I am against the war on drugs and the many regulations/laws it has created. I think it is a misguided “war” that is impossible to win and just creates more violence and problems than it solves. It is expensive and worthless and should be done away with. Still, it looks like there might be a silver lining to it because Federal prosecutors are using an anti-drug law to possibly try the Blackwater guards that were involved in the killing of 17 Iraqi citizens, some of them children, in 2007.
There were no drugs involved in the salughter (or at least none have been mentioned), but there were machine guns, and the law stipulates that crimes committed with machine guns can be punished with up to 30 years in prison. Now, I do not really think that the guards will get any kind of jail time if tried under American law, but the thought that some justice might be served warms me a little (or maybe that’s just the hot tea that I’m drinking right now). I mean, these contractors were operating with impunity as State Department employees so they did not fall under other laws and regulations governing contractor working for the government, and as such they were allowed to shoot and kill at will. I know, they are in a warzone and should be able to defend themselves. I agree with that, but that does not mean that they should be able to indiscriminately open fire on crowded streets as they escort their “principles” to their destined locations.
It was bad judgment on our government’s part to allow these mercenaries to operate without fear of reproach from the law, but thankfully the contractors were so gung-ho that they messed up and brought attention to themselves and their actions. These actions were so grotesque that they could not be ignored, and now finally there is a chance that some of the guards will be held accountable. This is not enough, though. I think Blackwater itself, it’s owners and those in the government who allowed them to operate with impunity should be charged with material accessory. After all, they were the ones who set the mandate that these guys could do whatever they wanted, so they should be punished too. I know this won’t happen, but it would be nice.
I also wonder how this will affect the security contracting (mercenary) industry as a whole. No longer are they immune from American law, and it is quite possible that they will now be able to be tried by Iraqi judicial entities for crimes committed. Will this mean that they will soon leave Iraq for other places where they still can operate with some impunity? Does liability for contractors extend to places like the Gilf of Aden where Blackwater is sending a warship to help stop pirate attacks there? Or is it only Iraq specific? I hope it is a general across the board thing because more often than not these guys cause more harm than they do good.
Iraq signed the pact governing US troops there, and one concession was that the Iraq government will gain oversight of American troops stationed there. The troops will still take orders from American commanders of course, but now they could be charged by the Iraqi government for possible crimes committed. I wonder if this extends to security contractors because they are not officially US troops, though they are there on behalf of our nation. My first thought would be, of course the mercenaries fall under this clause, but then again that might make too much sense, and as we all know, this government often does not do things that make sense. The deal calls for the removal of American troops from cities by June -30, and the country as a whole by Jan 1st 2012. That is still too long for our troops to remain there, and I hope that President Obama (when he finally becomes president) will speed up that timetable and bring them home much sooner. Of course he might not, and I think that would hurt his chances for re-election in 2012.

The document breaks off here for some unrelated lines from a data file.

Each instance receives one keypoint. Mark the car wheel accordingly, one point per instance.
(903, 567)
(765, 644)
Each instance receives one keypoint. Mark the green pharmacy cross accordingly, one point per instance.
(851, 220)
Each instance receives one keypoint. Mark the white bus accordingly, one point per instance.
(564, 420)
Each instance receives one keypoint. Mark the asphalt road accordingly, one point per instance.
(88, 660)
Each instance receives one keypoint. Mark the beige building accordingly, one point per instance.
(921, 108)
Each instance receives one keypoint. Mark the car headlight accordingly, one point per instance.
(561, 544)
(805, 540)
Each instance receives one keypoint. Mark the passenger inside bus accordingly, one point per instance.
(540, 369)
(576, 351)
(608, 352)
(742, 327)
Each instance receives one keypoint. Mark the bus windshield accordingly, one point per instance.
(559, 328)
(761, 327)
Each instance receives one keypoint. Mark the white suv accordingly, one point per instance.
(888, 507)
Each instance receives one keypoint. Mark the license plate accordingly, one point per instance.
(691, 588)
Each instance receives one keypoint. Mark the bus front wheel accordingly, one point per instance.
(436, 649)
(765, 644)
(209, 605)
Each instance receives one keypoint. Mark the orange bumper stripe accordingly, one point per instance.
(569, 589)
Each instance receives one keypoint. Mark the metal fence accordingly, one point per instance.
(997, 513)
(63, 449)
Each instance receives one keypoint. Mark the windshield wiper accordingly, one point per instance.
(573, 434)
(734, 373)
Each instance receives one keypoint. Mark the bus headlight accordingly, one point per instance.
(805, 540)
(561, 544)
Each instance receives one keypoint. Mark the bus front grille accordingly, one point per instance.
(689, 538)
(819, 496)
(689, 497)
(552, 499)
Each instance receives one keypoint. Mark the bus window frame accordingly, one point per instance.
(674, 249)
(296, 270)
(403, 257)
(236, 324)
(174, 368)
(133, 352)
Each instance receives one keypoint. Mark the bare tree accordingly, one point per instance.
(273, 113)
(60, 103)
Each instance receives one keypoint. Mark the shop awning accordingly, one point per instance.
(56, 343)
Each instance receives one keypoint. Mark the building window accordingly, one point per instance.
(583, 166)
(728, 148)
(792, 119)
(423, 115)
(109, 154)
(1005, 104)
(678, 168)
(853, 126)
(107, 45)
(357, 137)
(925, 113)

Just because the pact says we can stay there until the end of 2011 does not mean that we should stay there. Obama needs to bring the troops home as soon as possible for two reasons. One: that was one of the things he promised to do during the election, and it important that he not squander the tenuous trust the people of the US and the world have in him. Two: keep the troops there until the last possible moment would not only hurt the trust we have in him, it would also allow history to say that Bush was the one responsible for getting us out of Iraq because the pact was signed while he was president, and there is no reason to give Bush credit for getting us out of Iraq since he has shown no desire to do so (despite he recent “regrets” about the “intelligence failure leading up to the war”).